In their new study, the researchers describe the emerging role of plant physiology in flooding. As an adaptation to an overabundance of carbon dioxide in the atmosphere, trees, plants, and grasses constrict their stomatal pores to regulate the amount of the gas they consume, a mechanism that limits the release of water from leaves through evaporation.
“Plants get more water-efficient and leak less underground soil moisture out through their pores in a carbon-rich atmosphere,” says Mike Pritchard, assistant professor of Earth system science at the University of California, Irvine, and coauthor of a new paper, published in Nature Climate Change.
“Add this up over billions of leaves in very sunlit, leafy places, especially the tropics, and it means there is a bunch more soil moisture stored up underground, so much so that climate models predict rainfall events will saturate the ground and more rain will run off into rivers.”
‘Juicing up’ future river flooding
Pritchard says this so-called forest effect dominates atmospheric responses to CO2 on most land masses up to 30 degrees north and south of the equator, which is where most people live. And this plant-based phenomenon could have a large influence on flooding in the Mississippi River basin, he says.
“I was really interested in the Mississippi because it’s in our own national backyard,” Pritchard says. “It’s a big, complex basin fed by multiple sources, but it kind of looked like the spring rains on the East Coast and the Appalachians were running off more efficiently due to these effects of plant physiology, leading to an earlier peak flow out of the Mississippi than normal, which actually makes sense. The spring rains are able to more easily run off.”
The twin effects of plant physiology in the US Southeast and precipitation anomalies caused by atmospheric warming farther north in the Mississippi basin “are both really conspiring to juice up the future flood statistics in equal proportion.”
Lead author Megan Fowler, a former graduate student in Earth system science, says that “for this study, we looked at how climate change will affect future river flows worldwide and found that instead of the usual suspects in the water cycle—changing regional rainfall from global warming or other impacts of more CO2 in the atmosphere—it’s actually how low-latitude vegetation physiology reacts to increased carbon in the air that plays an outsized role in river dynamics.”
The team used widely available tools to draw their conclusions: a hydrodynamic model to provide granular river flow data and the world’s most popular Earth system model, which researchers at the US National Center for Atmospheric Research and the US Department of Energy developed.
“Neither of these are unusual tools,” Pritchard says. “They just happen to have not been linked in this way before.”

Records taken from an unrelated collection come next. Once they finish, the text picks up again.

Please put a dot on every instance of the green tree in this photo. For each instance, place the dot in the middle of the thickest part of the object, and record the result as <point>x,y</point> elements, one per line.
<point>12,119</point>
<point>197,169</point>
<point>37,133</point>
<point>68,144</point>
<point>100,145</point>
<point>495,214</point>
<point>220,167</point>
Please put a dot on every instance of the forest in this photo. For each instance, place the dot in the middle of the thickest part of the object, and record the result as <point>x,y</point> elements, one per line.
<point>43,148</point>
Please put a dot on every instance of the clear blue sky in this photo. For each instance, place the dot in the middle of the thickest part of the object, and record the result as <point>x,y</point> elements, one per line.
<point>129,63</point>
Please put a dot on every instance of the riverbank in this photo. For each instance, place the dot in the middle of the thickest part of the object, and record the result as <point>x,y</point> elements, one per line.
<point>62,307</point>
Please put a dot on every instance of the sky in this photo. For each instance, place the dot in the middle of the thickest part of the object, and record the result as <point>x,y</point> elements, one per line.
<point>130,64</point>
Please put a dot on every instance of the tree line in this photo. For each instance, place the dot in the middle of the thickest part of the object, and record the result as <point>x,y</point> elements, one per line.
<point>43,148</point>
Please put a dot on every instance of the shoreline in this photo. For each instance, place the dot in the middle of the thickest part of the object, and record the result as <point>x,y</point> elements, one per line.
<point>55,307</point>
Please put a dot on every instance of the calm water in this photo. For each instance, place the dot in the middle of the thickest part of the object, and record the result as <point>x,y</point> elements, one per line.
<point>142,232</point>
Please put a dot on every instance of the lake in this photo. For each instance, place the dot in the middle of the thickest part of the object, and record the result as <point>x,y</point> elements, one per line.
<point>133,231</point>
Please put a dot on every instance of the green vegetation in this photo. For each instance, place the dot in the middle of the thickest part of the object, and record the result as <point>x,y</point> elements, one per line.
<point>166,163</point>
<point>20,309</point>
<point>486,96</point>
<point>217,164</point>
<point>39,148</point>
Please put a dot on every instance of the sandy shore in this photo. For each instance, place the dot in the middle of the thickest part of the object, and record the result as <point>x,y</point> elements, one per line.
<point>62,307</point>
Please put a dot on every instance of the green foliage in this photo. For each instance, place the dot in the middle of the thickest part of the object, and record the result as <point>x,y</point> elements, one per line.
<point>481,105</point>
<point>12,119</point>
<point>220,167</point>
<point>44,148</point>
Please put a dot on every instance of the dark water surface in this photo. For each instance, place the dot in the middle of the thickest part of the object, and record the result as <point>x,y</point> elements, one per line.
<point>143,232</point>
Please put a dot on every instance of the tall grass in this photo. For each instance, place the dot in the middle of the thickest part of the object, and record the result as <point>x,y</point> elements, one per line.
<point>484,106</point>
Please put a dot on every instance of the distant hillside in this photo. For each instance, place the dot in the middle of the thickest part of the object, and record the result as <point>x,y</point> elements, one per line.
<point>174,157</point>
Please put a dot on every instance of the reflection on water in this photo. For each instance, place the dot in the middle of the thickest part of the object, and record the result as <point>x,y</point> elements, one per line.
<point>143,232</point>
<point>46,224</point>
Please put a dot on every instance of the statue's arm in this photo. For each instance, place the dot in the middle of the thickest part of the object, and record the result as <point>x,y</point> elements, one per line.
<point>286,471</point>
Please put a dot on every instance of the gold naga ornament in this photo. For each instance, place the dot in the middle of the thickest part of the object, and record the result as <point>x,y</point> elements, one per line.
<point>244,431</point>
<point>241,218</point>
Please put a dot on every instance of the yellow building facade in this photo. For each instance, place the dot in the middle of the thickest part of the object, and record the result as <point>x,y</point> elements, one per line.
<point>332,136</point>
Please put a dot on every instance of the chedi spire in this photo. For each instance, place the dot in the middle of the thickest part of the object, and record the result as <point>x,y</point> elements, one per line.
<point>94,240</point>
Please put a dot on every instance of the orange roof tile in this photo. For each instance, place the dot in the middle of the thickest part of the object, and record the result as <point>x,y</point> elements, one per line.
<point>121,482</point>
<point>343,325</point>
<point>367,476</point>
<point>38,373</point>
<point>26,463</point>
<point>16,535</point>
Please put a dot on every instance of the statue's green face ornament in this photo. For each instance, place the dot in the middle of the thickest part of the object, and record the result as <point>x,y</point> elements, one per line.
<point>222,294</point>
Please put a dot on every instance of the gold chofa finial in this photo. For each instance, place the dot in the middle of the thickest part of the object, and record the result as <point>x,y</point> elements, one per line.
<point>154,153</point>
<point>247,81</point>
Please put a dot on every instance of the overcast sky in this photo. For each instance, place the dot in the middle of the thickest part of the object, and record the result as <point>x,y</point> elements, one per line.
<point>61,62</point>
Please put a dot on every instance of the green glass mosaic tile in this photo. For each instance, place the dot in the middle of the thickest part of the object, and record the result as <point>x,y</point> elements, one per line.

Climate models make it possible
One uncommon approach of the study was the isolation of plant physiology effects from those of temperature. The scientists ran experiments in which they ramped up CO2 on the leaves and conducted others in which they added the gas to the atmosphere to make warming happen. Then they did both in tandem to try to determine the factors’ relative contributions to the results.
“These are the hand-of-god-type experiments that are the whole point of having climate models,” Pritchard says. “In nature, there’s no way to separate the effects of temperature and leaf physiology with heightened CO2 in the atmosphere, but we can do that quite successfully with our models.
“But now I’m realizing that addressing uncertainties like the actual magnitude of the stomatal effect in tropical ecosystems—where field experiment data is sparse—may be just as important. This is probably behind in terms of scrutiny compared to issues with clouds and rainfall that are better constrained by satellite data. Maybe it’s time to bring it down to Earth.”
Additional coauthors are from the University of Georgia and the University of California, Irvine. The US Department of Energy, the National Science Foundation, NASA, and the Gordon and Betty Moore Foundation funded the work.